On March 11, 2024, McLaughlin signed a three-year, $12.3 million contract extension with the Buccaneers. In the 2024 season, he converted 30-of-32 field goal attempts and 54-of-56 extra point attempts.

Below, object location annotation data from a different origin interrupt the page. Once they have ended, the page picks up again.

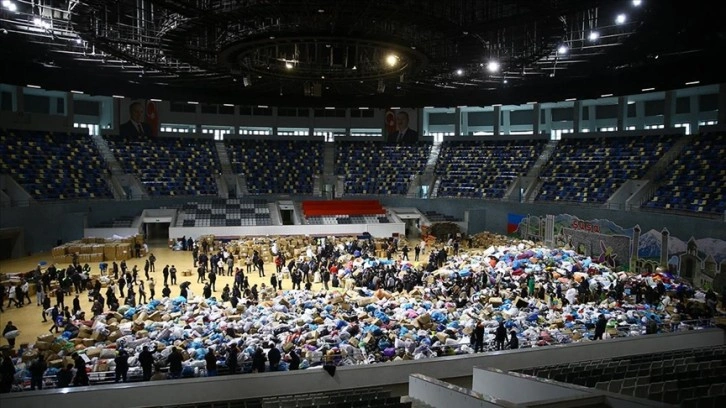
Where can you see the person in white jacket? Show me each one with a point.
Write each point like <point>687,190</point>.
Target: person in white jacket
<point>571,295</point>
<point>26,295</point>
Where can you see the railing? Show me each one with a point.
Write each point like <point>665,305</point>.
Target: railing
<point>361,360</point>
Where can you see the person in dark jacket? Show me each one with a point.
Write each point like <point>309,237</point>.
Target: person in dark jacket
<point>7,374</point>
<point>600,327</point>
<point>500,336</point>
<point>232,359</point>
<point>211,359</point>
<point>37,369</point>
<point>81,377</point>
<point>175,363</point>
<point>513,340</point>
<point>274,356</point>
<point>294,360</point>
<point>122,365</point>
<point>258,361</point>
<point>64,376</point>
<point>10,327</point>
<point>479,338</point>
<point>146,360</point>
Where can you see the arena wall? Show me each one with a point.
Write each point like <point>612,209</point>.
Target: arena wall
<point>44,225</point>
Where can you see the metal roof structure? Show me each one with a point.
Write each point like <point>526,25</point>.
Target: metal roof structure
<point>360,52</point>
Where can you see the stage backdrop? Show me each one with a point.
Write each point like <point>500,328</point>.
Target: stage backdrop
<point>701,260</point>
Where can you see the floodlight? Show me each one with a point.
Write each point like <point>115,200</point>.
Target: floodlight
<point>392,60</point>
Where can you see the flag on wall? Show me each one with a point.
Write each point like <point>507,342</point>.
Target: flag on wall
<point>513,221</point>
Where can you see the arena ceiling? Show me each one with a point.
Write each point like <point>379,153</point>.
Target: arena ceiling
<point>360,53</point>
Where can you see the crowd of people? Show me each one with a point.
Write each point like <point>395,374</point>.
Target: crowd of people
<point>341,267</point>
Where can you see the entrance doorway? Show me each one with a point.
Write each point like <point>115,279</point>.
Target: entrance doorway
<point>287,218</point>
<point>157,232</point>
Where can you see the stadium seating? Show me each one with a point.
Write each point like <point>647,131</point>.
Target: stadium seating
<point>484,169</point>
<point>54,166</point>
<point>435,216</point>
<point>378,168</point>
<point>695,181</point>
<point>221,212</point>
<point>276,167</point>
<point>694,377</point>
<point>120,222</point>
<point>169,166</point>
<point>590,170</point>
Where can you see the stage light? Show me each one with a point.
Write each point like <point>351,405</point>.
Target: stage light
<point>392,60</point>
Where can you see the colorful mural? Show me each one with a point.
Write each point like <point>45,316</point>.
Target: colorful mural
<point>702,261</point>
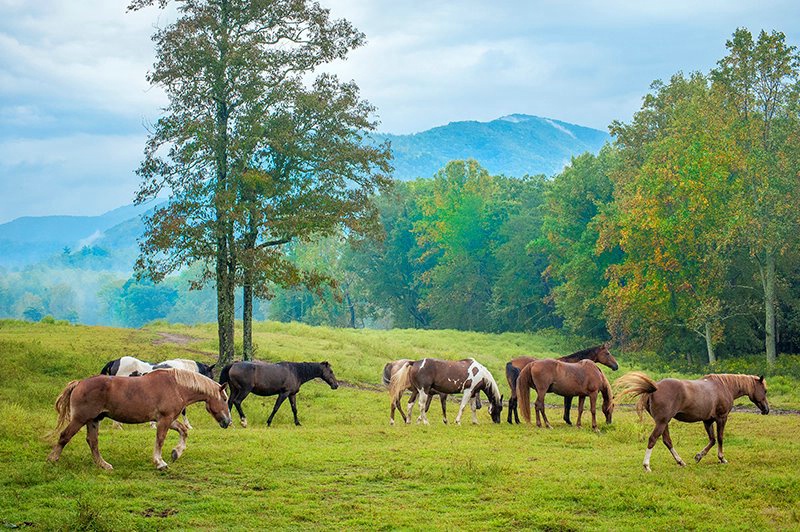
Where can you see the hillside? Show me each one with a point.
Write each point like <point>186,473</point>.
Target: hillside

On September 28, 2025, during a Week 4 game at home against the Philadelphia Eagles, McLaughlin set the Buccaneer franchise record with a 65-yard field goal to end the first half, the longest field goal made in an outdoor stadium. In Week 8, McLaughlin kicked three field goals over 50 yards in a 23-3 win over the New Orleans Saints, earning NFC Special Teams Player of the Week. He finished the 2025 season converting 32-of-38 field goal attempts and 32-of-33 extra point attempts.

==NFL career statistics==

| Bold | Career High |

===Regular season===

| Year | Team | GP | Field goals |  |  |  | Extra points |  |  | Points |
| FGA | FGM | Lng | Pct | XPA | XPM | Pct |
| 2019 | LAC | 4 | 9 | 6 | 50 | 66.7 | 7 | 7 | 100.0 | 25 |
| SF | 3 | 8 | 7 | 47 | 87.5 | 8 | 8 | 100.0 | 29 |
| IND | 4 | 6 | 5 | 50 | 83.3 | 11 | 11 | 100.0 | 26 |
| 2020 | JAX | 3 | 5 | 4 | 52 | 80.0 | 4 | 3 | 75.0 | 15 |
| NYJ | 1 | − | − | − | − | 2 | 2 | 100.0 | 2 |
| 2021 | CLE | 16 | 21 | 15 | 57 | 71.4 | 37 | 36 | 97.3 | 81 |
| 2022 | IND | 16 | 36 | 30 | 54 | 83.3 | 21 | 21 | 100.0 | 111 |
| 2023 | TB | 17 | 31 | 29 | 57 | 93.5 | 33 | 33 | 100.0 | 120 |
| 2024 | TB | 17 | 32 | 30 | 56 | 93.8 | 56 | 54 | 96.4 | 144 |
| 2025 | TB | 17 | 38 | 32 | 65 | 84.2 | 33 | 32 | 97.0 | 128 |
| 2026 | TB | 2 | 6 | 6 | 59 | 100.0 | 4 | 4 | 100.0 | 22 |
| Career |  | 100 | 192 | 164 | 65 | 85.4 | 216 | 211 | 97.7 | 703 |

===Postseason===

| Year | Team | GP | Field goals |  |  |  | Extra points |  |  | Points |
| FGA | FGM | Lng | Pct | XPA | XPM | Pct |
| 2023 | TB | 2 | 5 | 4 | 54 | 80.0 | 5 | 5 | 100.0 | 17 |
| 2024 | TB | 1 | 2 | 2 | 50 | 100.0 | 2 | 2 | 100.0 | 10 |
| Career |  | 3 | 7 | 6 | 54 | 85.7 | 7 | 7 | 100.0 | 27 |

==Personal life==
McLaughlin has three children with his wife, Jess. The couple currently resides in Tampa.